Rice is essentially a blank canvas and takes on the flavor of anything you add to it.  It’s perfect for saffron, chicken stock, tomato, onion, lime, coconut, basil, and just about anything else you can think of. What is great about this recipe, is that it is very affordable to make, but very impressive.

James sadly didn’t get to partake in this dinner, he has been flying around the country for work, so I have had to entertain myself with friends instead.  However, the night I enjoyed this dinner, not long after the meal’s end our power went out! I mean the meal was black, but I had no intention of enjoying it in the dark! This night in question was also particularly balmy at around 85 degrees and 90% humidity, so risotto felt like a horrific choice without air conditioning! Several bottles of wine later, we all felt squid ink risotto was actually even better over candlelight in a warm room!…


What you need:

  • 1lb fresh squid
  • 5 cups fish stock
  • 2 tbsp olive oil
  • 3 tbsp sofrito
  • 2 cups of paella or aborio or risotto rice (they’re all the same)
  • 1/2 oz of squid ink
  • 4 tsp picada

Chop up your squid so the tubes are all about 1″ or so thick.

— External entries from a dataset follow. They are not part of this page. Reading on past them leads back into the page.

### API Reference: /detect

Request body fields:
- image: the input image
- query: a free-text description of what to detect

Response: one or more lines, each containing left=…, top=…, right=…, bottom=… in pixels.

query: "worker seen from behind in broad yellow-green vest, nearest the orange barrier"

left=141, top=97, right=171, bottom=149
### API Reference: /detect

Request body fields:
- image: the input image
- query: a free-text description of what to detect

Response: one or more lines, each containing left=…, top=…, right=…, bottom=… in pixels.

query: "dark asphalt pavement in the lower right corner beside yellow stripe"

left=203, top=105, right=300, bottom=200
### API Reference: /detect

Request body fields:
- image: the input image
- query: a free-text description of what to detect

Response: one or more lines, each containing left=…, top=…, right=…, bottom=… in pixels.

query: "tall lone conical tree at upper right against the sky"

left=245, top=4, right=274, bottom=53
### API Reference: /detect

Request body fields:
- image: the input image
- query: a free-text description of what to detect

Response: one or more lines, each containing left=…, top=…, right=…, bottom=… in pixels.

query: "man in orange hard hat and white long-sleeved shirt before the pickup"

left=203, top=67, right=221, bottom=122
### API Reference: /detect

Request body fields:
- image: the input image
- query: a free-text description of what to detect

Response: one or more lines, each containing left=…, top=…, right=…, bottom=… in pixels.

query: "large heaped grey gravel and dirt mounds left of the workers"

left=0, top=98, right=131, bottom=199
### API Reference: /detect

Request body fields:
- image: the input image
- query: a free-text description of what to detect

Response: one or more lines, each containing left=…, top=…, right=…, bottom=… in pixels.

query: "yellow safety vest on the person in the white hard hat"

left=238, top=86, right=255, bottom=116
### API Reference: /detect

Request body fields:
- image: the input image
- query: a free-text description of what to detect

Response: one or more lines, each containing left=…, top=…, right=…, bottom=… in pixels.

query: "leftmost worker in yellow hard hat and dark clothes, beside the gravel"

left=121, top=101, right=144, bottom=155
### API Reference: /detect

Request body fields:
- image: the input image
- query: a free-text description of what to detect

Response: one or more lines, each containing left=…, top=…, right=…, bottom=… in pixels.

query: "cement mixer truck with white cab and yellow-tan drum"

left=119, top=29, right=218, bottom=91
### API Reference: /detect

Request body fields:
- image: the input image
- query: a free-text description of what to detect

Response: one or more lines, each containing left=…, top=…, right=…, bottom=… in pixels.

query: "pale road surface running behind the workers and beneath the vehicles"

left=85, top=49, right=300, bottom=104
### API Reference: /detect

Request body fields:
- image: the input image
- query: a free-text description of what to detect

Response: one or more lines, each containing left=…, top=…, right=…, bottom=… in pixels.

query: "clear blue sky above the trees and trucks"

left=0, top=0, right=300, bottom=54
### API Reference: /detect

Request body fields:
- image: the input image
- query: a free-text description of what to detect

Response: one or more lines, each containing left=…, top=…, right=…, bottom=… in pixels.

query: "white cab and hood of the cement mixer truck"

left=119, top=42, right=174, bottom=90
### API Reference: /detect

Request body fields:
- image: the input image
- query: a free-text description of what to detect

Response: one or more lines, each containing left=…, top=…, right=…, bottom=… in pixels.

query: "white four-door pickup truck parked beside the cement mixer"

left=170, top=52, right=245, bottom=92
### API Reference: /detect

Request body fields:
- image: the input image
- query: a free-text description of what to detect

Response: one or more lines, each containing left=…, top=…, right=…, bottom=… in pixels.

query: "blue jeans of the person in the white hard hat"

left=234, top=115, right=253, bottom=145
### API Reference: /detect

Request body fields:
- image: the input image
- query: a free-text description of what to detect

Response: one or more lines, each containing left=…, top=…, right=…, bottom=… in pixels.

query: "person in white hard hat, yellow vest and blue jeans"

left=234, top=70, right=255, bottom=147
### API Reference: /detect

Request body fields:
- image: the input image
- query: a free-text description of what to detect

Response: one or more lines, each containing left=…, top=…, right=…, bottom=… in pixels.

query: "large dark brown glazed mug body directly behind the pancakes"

Bring a medium saucepan up to medium high heat and add the olive oil.  Once hot add the squid and fry for 2 minutes.

Add the sofrito to the pan of squid and cook a further 10 minutes on medium heat.

Add the rice stirring into the squid and cook for 10 minutes before adding too much liquid. Stir it frequently.

Keep your fish stock warm in a small sauce pan, and begin adding it to your pot of risotto about a cup at a time.  Stirring frequently the whole time, repeat this step for about 5 minutes.

Mix your squid ink into a small bowl of fish stock and dissolve it into the mixture.  Add this to the pot of risotto along with another cup of stock and cook stirring frequently another 10 minutes or so adding stock as necessary.

Add the picada into the pot and stir it again.  Cook for a further 2 minutes, season with sea salt and serve.

The dish should look thick and a little saucey still and the rice should be slightly al dente.

Risotto is a bit labor intensive because you have to keep stirring it regularly, but it really is delicious and worth it!